Certamente c'è stata revisione della spesa, nel senso che si sono spostate somme da taluni capitoli ad altri, senza peraltro che si sia percepito alcun beneficio per chi paga le tasse. Ma in termini complessivi la spesa non è stata ridotta (semmai il contrario), quindi credo sia legittimo concludere – Padoan se ne faccia una ragione – che sia stata fatta male.

Le chiacchiere non trovano riscontro nei numeri, nonostante Gutgeld abbia cercato di "giocare" con gli stessi per intestare a se stesso e al governo risultati inesistenti.

Dato che il periodo preso in esame dal commissario è il triennio 2014-2016, è bene iniziare dai numeri. A fine 2013 la spesa pubblica complessiva ammontava a 815,7 miliardi. A fine 2016 era a quota 829,3 miliardi, con un aumento di 13,6 miliardi.

In rapporto al Pil nominale, la spesa totale è diminuita di 1,2 punti percentuali. Ma, al netto degli interessi, il calo è stato solo dello 0,4 per cento del Pil.

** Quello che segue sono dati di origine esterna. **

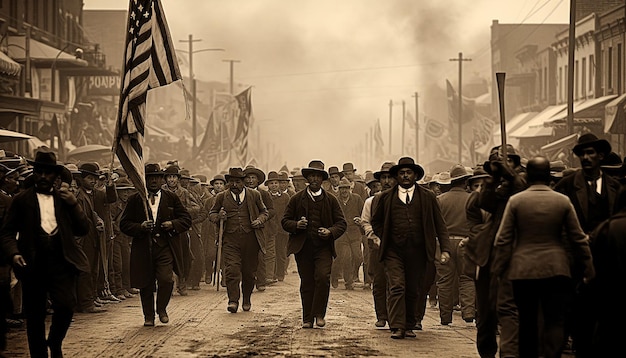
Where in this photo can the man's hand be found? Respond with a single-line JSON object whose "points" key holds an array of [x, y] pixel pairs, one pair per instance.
{"points": [[302, 223], [323, 232], [147, 225], [18, 260]]}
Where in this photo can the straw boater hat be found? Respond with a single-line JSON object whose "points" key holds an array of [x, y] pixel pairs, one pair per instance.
{"points": [[407, 162], [251, 169], [315, 166]]}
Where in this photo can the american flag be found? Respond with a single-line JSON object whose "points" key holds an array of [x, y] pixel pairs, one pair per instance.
{"points": [[149, 62]]}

Le voci di spesa realmente diminuite sono quelle relative agli interessi sul debito (e questo non dipende dalla spending review) e agli investimenti pubblici (quelli di cui tanto si riempiono la bocca i keynesiani di ogni dove). Le spese correnti sono aumentate di oltre 22 miliardi.

Come sempre, poi, il bonus renziano da 80 euro è stato considerato, a seconda della convenienza, come minori tasse o maggiori prestazioni sociali, nel tentativo di sostenere che si sono calate le tasse pur aumentando le prestazioni sociali, riducendo al contempo il deficit. Correttezza vorrebbe che la stessa somma fosse considerata in un unico modo, onde non moltiplicarne virtualmente i presunti benefici.

A mio parere il passaggio del saldo primario dal 2,1 all'1,5 per cento del Pil rende evidente che di risanamento non c'è stata ombra, nonostante il beneficio per le casse dello Stato di una riduzione della spesa per interessi dovuta al Qe della BCE.

Quando questo effetto dopante verrà meno, l'Italia resterà con un debito pubblico che ha continuato comunque ad aumentare (anche in rapporto al Pil), e allora non ci sarà gioco di prestigio sui numeri che tenga.